Time Is Only Part of It
You might think that your legal domicile would be wherever you spend the most days each year. And while this is certainly a factor that must be taken into consideration, it’s not the only one that matters. Interestingly enough, the true determining factor is your “intent” with each property you own. Obviously, that’s a bit of a gray area, and you can’t simply pick whichever residence you want as your legal domicile and expect the government to take you at your word.
Many people have attempted to falsely claim a state of residence for the tax benefits (more on that later), so you must be able to clearly prove your intent in relation to your different residences. Once you provide your proof, the final decision falls to a judge, revenue agent, or other third party to determine your legal domicile.
But how do you prove your intent? Through your documentation and your behaviors.
Documents and Behavior Patterns
As in most things related to the law and taxes, documentation is an important part of proving your legal domicile. So, let’s say you have a residence here in Florida, and another in Texas. You own two cars, and they’re both registered in Florida. You have a Florida driver’s license, have a business here, and you’re registered to vote here as well. This gives a strong indication that Florida is your legal residence. However, the third party making the final decision will want to look at your behaviors as well.
So, let’s say that you spend the spring and summer in Florida, but go to your home in Texas every fall and winter. This divides your time between the two states quite evenly. However, when you’re not staying in your Texas property, you rent it out, while your Florida home is only ever occupied by you. There are also some years where you cut your time in Texas short, and return to Florida before the holidays. This pattern of behavior, coupled with your Florida documentation would clearly establish your Florida property as your legal residence.
How It Affects Taxes
But what does any of this have to do with your taxes? Every state has its own income tax, and every state has a right to tax any income that you earn within its borders. However, only your state of residence has the right to tax all of your income, regardless of what state (or even what country) it was earned in.
So, let’s say you have a business here in Florida, but go to Texas each year to help your parents run their business. When you’re working for them, they pay you a fair wage. Florida would be able to tax not only the income you earn from your business here, but can also tax the income you earn working for your parents in Texas each year. So, all of your earned income would be taxed at 6%, the current state income tax for Florida.

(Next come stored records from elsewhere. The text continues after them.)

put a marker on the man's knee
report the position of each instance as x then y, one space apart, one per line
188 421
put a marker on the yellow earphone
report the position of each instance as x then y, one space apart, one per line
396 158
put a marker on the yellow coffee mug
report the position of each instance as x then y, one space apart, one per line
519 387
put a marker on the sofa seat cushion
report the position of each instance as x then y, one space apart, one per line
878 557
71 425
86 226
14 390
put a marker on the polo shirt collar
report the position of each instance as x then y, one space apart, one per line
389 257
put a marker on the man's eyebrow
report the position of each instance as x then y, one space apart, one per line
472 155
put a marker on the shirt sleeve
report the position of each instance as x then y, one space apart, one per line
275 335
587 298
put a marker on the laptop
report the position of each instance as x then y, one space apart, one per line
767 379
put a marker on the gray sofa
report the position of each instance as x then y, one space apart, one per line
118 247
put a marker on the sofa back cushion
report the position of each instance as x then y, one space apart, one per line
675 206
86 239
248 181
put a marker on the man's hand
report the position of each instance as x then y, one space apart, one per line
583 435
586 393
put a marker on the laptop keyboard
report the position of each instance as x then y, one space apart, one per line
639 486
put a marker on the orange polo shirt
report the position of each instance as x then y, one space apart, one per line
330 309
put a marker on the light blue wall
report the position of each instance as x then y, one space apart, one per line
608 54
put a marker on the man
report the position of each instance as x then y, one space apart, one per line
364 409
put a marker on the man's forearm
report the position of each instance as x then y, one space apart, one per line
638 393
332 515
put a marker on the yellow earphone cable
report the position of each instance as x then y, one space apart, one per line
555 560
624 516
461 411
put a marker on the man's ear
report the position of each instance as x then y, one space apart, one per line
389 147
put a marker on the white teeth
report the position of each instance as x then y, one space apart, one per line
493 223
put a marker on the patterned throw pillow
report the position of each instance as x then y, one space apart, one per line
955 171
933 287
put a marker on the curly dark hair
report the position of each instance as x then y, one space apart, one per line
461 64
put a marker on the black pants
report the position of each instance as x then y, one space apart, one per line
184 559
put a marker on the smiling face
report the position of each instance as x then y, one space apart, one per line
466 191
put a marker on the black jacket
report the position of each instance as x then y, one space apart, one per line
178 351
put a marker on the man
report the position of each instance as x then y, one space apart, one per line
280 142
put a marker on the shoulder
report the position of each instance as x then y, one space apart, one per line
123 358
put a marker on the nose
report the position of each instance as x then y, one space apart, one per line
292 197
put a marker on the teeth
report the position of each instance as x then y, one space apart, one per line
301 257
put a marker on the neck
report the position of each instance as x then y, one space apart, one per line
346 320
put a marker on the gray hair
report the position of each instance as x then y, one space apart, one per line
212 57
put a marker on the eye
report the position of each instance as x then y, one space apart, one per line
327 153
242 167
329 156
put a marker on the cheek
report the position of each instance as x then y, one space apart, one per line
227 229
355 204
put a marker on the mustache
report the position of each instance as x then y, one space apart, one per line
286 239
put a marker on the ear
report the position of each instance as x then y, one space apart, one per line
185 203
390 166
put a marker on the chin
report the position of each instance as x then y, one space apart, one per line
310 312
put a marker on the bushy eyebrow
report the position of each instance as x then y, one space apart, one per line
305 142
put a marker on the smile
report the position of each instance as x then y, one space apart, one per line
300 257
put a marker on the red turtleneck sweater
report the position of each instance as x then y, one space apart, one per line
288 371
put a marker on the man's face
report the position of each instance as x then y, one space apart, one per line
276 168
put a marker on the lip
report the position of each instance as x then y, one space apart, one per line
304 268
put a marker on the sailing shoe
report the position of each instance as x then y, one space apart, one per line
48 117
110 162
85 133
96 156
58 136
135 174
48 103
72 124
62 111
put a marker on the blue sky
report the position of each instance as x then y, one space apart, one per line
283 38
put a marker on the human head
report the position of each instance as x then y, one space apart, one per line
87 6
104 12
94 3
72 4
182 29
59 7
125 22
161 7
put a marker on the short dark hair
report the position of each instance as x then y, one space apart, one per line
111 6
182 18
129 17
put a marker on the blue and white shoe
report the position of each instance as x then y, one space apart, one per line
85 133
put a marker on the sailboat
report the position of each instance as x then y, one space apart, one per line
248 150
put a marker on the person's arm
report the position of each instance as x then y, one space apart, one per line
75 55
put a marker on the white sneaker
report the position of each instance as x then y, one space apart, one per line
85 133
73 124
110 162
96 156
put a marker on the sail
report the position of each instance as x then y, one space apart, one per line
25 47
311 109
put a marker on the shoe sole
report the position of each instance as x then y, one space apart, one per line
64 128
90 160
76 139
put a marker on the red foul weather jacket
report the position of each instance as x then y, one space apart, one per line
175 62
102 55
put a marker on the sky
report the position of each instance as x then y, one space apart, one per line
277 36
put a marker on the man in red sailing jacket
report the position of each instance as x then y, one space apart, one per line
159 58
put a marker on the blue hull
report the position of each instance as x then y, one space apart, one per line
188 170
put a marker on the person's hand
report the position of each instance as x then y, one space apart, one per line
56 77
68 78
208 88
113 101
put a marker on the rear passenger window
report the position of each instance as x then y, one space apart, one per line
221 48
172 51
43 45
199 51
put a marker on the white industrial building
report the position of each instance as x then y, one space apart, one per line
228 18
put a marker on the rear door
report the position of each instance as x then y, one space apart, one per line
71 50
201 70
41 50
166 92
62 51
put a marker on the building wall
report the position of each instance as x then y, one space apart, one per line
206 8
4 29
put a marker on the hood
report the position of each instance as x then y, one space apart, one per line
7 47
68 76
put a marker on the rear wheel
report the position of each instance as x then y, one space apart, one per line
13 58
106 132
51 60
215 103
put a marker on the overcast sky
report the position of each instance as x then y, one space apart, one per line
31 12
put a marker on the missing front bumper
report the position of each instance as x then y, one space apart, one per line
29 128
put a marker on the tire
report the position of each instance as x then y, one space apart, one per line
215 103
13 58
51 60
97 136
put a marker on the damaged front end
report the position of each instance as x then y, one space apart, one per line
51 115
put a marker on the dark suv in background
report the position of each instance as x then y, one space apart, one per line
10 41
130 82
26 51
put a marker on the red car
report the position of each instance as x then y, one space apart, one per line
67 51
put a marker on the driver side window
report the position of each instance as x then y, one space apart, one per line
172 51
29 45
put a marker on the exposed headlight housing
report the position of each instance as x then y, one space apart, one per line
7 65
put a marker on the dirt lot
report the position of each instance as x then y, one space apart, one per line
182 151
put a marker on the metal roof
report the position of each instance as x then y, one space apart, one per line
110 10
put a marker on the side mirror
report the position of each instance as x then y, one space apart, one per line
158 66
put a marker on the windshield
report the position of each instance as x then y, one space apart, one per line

The state that you earn the income in, as already mentioned, can also tax the income you earn in that state. However, since Texas does not have a state income tax, you don’t have to worry about any withholdings from them. (If you earned income in a state that does have an income tax, they would tax you on income you earned there, and Florida would provide you with a credit for taxes already paid.)
With this example, you can see how claiming Texas as your legal domicile would be extremely beneficial, as you wouldn’t have to worry about any income tax on money earned outside of Florida. However, given the patterns of behavior and the documentation described above, it would be more or less impossible to make a case for you being a legal Texas resident.
For those with multiple residences, determining your legal domicile can have major financial implications. So, make sure you pay attention to all the details and work with an expert when establishing your state of residence and calculating your state income tax.